Either Way, Peru’s Election Is Bad News for Anti-Graft Efforts

Either Way, Peru’s Election Is Bad News for Anti-Graft Efforts
Presidential candidates Pedro Castillo, left, and Keiko Fujimori at an event in Lima, Peru, May 17, 2021 (AP photo by Martin Mejia).

The two candidates facing off in Peru’s upcoming presidential run-off election, Keiko Fujimori and Pedro Castillo, couldn’t be further apart ideologically. Castillo, who belongs to a party that describes itself as Marxist, is calling for a radical overhaul of Peru’s economic and constitutional systems. Fujimori, on the other hand, wants to deepen the free-market model installed under the authoritarian presidency of her father, Alberto Fujimori, in the 1990s.

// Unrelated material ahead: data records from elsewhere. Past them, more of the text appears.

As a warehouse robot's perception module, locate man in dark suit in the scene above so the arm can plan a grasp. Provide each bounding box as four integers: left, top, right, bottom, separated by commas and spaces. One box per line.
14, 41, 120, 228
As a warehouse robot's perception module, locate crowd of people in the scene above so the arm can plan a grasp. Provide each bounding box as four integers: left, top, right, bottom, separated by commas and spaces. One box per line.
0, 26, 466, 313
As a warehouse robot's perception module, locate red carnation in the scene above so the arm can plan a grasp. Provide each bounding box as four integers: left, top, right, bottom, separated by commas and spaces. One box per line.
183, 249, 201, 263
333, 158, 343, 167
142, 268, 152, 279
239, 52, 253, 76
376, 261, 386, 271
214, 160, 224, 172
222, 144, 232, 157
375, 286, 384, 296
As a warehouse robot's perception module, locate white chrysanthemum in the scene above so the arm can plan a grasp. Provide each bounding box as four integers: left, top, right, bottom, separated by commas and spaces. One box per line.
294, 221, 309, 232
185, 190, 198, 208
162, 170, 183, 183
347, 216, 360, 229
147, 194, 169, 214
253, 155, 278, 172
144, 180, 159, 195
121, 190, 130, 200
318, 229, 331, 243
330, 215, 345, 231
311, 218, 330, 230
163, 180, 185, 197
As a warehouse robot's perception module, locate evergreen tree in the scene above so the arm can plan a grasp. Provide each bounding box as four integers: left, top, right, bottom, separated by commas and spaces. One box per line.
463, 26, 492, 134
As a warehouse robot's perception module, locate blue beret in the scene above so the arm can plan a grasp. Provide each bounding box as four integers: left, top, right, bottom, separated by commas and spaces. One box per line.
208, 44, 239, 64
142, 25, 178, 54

But beyond the obvious differences, the candidates share one overlooked similarity: Both owe big debts to political mentors currently in jail for corruption, whom they are eager to shield from justice. Whoever prevails in the June 6 polls, it could spell disaster for Peru’s justice system, which over the past decade has made greater strides in investigating politicians for corruption than any country in the Western Hemisphere besides Brazil.

Castillo and Fujimori emerged as the unlikely frontrunners for Peru’s presidency after a first-round vote in April that saw 18 candidates face off. Despite fierce electoral competition among a range of alternatives, the two candidates who made it to the second-round runoff are intensely disliked by most Peruvians.